Ambassador of France to Israel
- In office 1999–2003
- President: Jacques Chirac
- Succeeded by: Gérard Araud

Personal details
- Born: 8 January 1943 (age 83) Boulogne-Billancourt, France
- Education: Lycée Henri-IV
- Alma mater: Sciences Po Faculty of Law of Paris
- Profession: Diplomat

= Jacques Huntzinger =

Jacques Gabriel Huntzinger (born 8 January 1943) is a former French ambassador to Israel, Estonia (1991–1994), and Macedonia (1996–1999), and has served as an ambassador at large for the Mediterranean Union and the Task Force for International Cooperation on Holocaust Education, Remembrance, and Research. Huntzinger was born in the Paris suburb of Boulogne-Billancourt. He was a member of the Socialist Party in the 1980s. From February 1983 to September 1985, Huntzinger was a vice president of the Confederation of Socialist Parties of the European Community and chair of its manifesto working group. During the 1980s, he was also instrumental in transitioning the French Socialist Party from a disarmament to an anti-totalitarian position.

During the late 1990s, Huntzinger was the French ambassador to Macedonia and was heavily involved in international efforts to address various Balkan issues, including the Kosovo War.

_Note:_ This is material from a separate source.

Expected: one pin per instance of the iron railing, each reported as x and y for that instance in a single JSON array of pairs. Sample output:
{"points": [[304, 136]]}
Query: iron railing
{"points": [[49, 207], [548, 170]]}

At the request of François Mitterrand, Huntzinger organized initial "Mediterranean Forums" for non-governmental entities from Algeria, France, Italy, Morocco, Portugal, Spain, and Tunisia. These forums were held during February 1988 (Marseilles) and May 1989 (Tangier) and resulted in the creation of the 5+5 Dialogue of the Western Mediterranean Forum for foreign ministers from Algeria, France, Italy, Libya, Malta, Mauritania, Morocco, Portugal, Spain, and Tunisia. Huntzinger was instrumental in organizing the first 5+5 Dialogue held in 1990. This effort was dampened by the Gulf War, Algerian Civil War and the Lockerbie and UTA airplane bombings, but the 5+5 Dialogue has recovered to become a significant regional forum. Huntzinger also coordinated the Mediterranean Cultural Forum in 2008 and engaged in numerous other efforts to encourage dialogue among Mediterranean constituents.

Jacques Huntzinger currently serves as president of the Lyrique en Mer/Festival de Belle Île.

Jacques Huntzinger is the great-nephew of Charles Huntzinger, the French general who negotiated the 1940 armistice with Germany.